Death and destruction will bar her way. . . Kyndra’s fate holds betrayal and salvation, but the journey starts in her small village. On the day she comes of age, she accidentally disrupts an ancient ceremony, ending centuries of tradition. So when an unnatural storm targets her superstitious community, Kyndra is blamed. She fears for her life until two strangers save her, by wielding powers not seen for an age – powers fuelled by the sun and the moon. Together, they flee to the hidden citadel of Naris. And here, Kyndra experiences disturbing visions of the past, showing war and one man’s terrifying response. She’ll learn more in the city’s subterranean chambers, amongst fanatics and rebels. But first Kyndra will be brutally tested in a bid to unlock her own magic. If she survives the ordeal, she’ll discover a force greater than she could ever have imagined. But could it create as well as destroy? And can she control it, to right an ancient wrong?
Starborn is the first in the Worldmaker fantasy series that sees Kyndra’s life turned upside down within a matter of days. Upon her Inheritance Ceremony, she begins to understand that she is different to everyone around her as things go from bad to worse resulting in her having to leave the safety and comfort of her hometown in order to save herself, and those around her. As she follows the two Wielders, Bregenne and Nediah, Kyndra begins to understand more about her inheritance and who she is.
I really enjoyed the premise of the novel and the overall story arc and how it progressed. However, I did feel that it was a novel that was a bit drawn out in some respects – mainly in regards to her blatant skills as a Starborn. There were definitely, and always will be, a few scenes that slowed down the pace of the novel as characters travelled from one place to another but, in regards to Kyndra being a Starborn. . . I found this to be drawn out and long-winded. I felt that the “confusion” surrounding who and what she was by the Naris Council to be of no use as, it later turns out, they had an inclination as to what she was. It was drawn out way past the point that I, myself, understood her to be truly a Starborn and was only fully recognised within the last 100 pages or so. I feel that, had this been acknowledged more beforehand, some of the more trivial scenes where she is put to task reading books to help her understand could easily have been cut out and the novel would have had a faster pace.
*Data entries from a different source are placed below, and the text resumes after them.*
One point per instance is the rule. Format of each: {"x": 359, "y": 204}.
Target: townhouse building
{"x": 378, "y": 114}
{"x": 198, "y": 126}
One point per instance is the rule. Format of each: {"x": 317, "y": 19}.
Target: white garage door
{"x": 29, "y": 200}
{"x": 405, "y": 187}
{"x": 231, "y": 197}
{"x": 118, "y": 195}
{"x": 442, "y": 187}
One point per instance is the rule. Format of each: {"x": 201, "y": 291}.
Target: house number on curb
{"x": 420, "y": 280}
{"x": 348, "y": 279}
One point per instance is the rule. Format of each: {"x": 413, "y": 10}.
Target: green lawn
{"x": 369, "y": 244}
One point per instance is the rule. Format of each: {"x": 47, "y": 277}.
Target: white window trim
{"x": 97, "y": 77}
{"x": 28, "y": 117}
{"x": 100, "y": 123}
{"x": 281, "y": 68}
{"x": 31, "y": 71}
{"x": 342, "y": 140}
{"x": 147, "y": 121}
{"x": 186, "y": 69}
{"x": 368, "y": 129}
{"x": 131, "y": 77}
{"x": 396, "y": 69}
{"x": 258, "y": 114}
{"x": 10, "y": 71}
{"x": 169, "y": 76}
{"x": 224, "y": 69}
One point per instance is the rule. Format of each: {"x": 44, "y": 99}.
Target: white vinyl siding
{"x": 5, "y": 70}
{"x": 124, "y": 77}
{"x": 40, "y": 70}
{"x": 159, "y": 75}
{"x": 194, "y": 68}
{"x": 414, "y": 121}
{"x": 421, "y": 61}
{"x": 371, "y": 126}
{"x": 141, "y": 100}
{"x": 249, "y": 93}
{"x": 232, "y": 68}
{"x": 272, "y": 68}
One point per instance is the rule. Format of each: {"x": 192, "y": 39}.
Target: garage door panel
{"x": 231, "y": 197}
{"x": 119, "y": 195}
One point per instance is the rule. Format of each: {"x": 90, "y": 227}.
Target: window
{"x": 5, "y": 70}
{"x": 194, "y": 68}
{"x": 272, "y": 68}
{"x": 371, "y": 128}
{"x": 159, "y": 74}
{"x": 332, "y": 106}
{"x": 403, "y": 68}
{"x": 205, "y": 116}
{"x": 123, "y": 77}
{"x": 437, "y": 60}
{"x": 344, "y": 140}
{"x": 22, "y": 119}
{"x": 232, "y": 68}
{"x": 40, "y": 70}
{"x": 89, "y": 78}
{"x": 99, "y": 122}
The characters themselves I did enjoy, and loved the different personalities and relationships that appeared throughout. I enjoyed the nature of Kyndra – her stubbornness in particular being a trait that I thoroughly like in female protagonists of power. Bregenne and Nediah were also firm favourites in the way that they were connected and how they worked together in all aspects of their life. It was particularly interesting to see the way in which these three characters developed together throughout the novel and how their relationship changed as they began to understand more about each other. There were also the more corrupt antagonists that brought more conflict for Kyndra within her future and understanding herself and they brought another quality to the novel in understanding how the council and the wielders perceived certain people and events.
Overall I did enjoy the novel but found that it could have been a bit shorter with some scenes cut out and important information divulged sooner rather than later as it dragged the novel and really slowed it down. The characters were well fleshed out with individual personalities that clashed or complimented each other in a variety of ways and I enjoyed the conflict within the council and with the wielders and the central characters themselves.